The last thing Obama needed was a bitter, partisan, and contentious fight over Holder. Yet during the confirmation hearing, Holder was grilled over his role as Deputy Attorney General in Bill Clinton’s administration in a handful of controversial Clinton pardons.
The panel also dug at him for lobbying on behalf of telecom giant Global Crossing after the company went belly up in 2002. Global Crossing incurred millions in debt. The Republican National Committee first brought this up and claimed it would push to make it a campaign issue in the 2008 election, because Holder was an advisor to the Obama campaign. The RNC didn’t say just what the issue was. It didn’t matter since the issue was really to hit Holder, on any and everything it could to sully Obama.
Then there was the Elian Gonzalez case. In 1999 Cuban leaders in Florida were furious at Clinton Attorney General Janet Reno for enforcing a court order requiring that the 6-year-old Gonzalez be removed from his relatives’ home in Miami’s Little Havana and returned to Cuba. Holder took some heat for enforcing the court order.
The same year Holder drew more fire for his role in approving the clemency request for 16 members of the radical Puerto Rican independence group FALN, convicted of a string of terrorist bombings and murders. The FBI, Bureau of Prisons and U.S. state attorneys opposed clemency for the 16. Holder refused to comment on what part he played in the clemency action. This charge against him also went nowhere.
Holder was overwhelmingly confirmed as AG. But there was always the sense that GOP leaders were just watching, waiting, and marking time until they could pounce on him again. He was clearly seen as a pawn in their relentless attack plan on Obama. If they could discredit, taint, and tarnish Holder for even the most picayune act, it would be another slap at Obama.
Since the GOP got back in the saddle in the House, Holder was back in their gun sights. The issue is Holder’s alleged duplicity in the botched ATF’s Mexican gun sting operation “fast and furious.” The issue is just as partisan politically vengeful as the other GOP ploys to taint Obama through Holder.
The ATF gun sting is nothing new. Former President W. Bush’s DOJ ran a similar gun sting a year before Obama took office. The program resumed in 2010 with no evidence that Holder knew all the details or the problems with the sting operation. Many of which as he testified were not disclosed to him by operatives. The program ultimately was not a DOJ operation but a local law enforcement program that should have drawn fire but should not have been blown up into a manic partisan crusade against Holder.

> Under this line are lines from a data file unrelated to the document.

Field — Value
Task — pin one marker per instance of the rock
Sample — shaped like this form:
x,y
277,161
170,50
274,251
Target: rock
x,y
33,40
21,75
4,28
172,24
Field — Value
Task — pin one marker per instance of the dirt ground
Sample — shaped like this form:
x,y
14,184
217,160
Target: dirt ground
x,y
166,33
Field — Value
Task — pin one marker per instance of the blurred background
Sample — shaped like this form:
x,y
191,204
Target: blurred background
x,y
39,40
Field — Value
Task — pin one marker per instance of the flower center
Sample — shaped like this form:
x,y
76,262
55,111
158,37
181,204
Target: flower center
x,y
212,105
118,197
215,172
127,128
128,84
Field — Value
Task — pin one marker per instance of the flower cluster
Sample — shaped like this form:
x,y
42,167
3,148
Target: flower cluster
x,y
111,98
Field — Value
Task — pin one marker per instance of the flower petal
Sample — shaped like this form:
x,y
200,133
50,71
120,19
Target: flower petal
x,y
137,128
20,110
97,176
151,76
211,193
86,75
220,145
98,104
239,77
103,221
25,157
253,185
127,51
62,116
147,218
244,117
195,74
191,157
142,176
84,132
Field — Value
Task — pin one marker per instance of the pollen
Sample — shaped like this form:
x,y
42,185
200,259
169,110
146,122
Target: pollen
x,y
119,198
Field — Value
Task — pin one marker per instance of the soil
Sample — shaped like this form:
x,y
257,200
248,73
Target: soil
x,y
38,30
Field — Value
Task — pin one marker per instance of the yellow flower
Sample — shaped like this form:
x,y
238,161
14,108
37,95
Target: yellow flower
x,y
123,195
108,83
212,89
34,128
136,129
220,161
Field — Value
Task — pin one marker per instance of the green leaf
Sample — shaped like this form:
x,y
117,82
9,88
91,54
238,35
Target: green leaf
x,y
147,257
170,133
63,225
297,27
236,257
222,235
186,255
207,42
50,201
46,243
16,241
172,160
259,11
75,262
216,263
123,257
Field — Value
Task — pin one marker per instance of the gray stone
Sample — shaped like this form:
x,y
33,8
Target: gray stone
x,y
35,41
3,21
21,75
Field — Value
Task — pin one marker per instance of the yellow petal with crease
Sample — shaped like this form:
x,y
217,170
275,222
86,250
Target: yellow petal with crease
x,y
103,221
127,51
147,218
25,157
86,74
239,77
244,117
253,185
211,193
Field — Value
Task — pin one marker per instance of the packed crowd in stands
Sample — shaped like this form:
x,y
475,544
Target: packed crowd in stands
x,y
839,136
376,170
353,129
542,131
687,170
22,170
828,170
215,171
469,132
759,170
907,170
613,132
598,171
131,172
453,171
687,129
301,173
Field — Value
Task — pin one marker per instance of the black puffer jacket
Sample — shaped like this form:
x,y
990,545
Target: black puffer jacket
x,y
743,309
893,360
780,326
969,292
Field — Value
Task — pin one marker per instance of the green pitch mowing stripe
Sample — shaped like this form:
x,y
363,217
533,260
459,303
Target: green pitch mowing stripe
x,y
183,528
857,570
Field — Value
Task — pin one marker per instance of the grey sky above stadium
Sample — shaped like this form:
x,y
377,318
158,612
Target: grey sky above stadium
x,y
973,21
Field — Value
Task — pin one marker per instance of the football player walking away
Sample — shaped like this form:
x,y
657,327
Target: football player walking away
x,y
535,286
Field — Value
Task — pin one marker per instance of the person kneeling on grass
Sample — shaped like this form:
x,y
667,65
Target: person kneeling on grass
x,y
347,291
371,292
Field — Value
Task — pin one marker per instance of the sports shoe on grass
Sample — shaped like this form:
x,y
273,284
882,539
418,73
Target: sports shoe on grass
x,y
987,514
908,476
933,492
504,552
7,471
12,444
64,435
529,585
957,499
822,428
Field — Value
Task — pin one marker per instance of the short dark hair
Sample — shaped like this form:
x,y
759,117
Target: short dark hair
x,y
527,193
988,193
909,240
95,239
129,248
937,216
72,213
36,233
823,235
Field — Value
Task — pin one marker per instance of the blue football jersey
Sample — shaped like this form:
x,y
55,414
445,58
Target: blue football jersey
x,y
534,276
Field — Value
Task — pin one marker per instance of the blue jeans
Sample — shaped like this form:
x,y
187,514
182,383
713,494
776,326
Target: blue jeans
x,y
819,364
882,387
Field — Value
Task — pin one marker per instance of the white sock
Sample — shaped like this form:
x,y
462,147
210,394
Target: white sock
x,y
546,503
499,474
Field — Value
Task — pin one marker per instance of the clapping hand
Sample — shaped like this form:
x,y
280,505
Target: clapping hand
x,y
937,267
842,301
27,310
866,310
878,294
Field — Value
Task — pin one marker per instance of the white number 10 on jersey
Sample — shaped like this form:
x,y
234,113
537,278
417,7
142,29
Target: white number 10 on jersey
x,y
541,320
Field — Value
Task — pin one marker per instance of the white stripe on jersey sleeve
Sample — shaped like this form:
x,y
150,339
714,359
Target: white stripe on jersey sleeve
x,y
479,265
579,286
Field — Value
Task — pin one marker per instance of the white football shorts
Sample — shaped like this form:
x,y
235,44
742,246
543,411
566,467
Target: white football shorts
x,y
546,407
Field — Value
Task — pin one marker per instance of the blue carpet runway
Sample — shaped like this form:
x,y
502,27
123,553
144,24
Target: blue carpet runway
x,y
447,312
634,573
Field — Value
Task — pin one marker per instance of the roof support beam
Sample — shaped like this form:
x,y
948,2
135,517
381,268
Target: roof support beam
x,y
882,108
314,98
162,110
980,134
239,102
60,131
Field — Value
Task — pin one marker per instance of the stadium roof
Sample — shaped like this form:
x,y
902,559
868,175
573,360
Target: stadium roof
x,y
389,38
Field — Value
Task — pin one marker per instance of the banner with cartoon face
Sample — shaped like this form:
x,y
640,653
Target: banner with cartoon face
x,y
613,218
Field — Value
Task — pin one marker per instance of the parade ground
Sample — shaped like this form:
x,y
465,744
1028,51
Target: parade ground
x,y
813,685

A distressed Holder made that exact point during the sweating he got from Congressional GOP attackers when he bluntly called the attacks “politically motivated gotcha games.” The implication is that the attacks are just another in the saber rattle against him and by extension Obama. Holder has enough GOP partisan lashes on his back to know that no matter how many facts he cites to bolster his case that he didn’t know or certainly approve any illicit doings in the sting operation, the issue won’t go away. The GOP will toss out empty threats such as demands for his firing, or resignation, and even talk about impeachment. It won’t happen. But it’s media catchy and sensational enough to keep Holder on the hot seat. The issue will be bandied about even more in 2012 to paint Holder as an incompetent, conniving political hack who supposedly typifies the poor and untrustworthy judgment of Obama in picking his political appointees.
Holder has tried to stay out front of the GOP attack dogs by spending hours in testimony before the GOP controlled House panels. He has repeatedly publicly admitted that mistakes were made, calling the ATF’s tactics “unacceptable,” and has accepted blame for them, calling them “inexcusable.” But with the start of the 2012 presidential election weeks away and with the GOP’s manic vow to make Obama a one term president, if the GOP can keep the heat on Holder, the nation’s top law enforcement official, and an official close to Obama, it will serve as a red herring to toss more mud on Obama and hope that it sticks. In the end the hit on Holder is no different than the others. It’s a hit on Obama.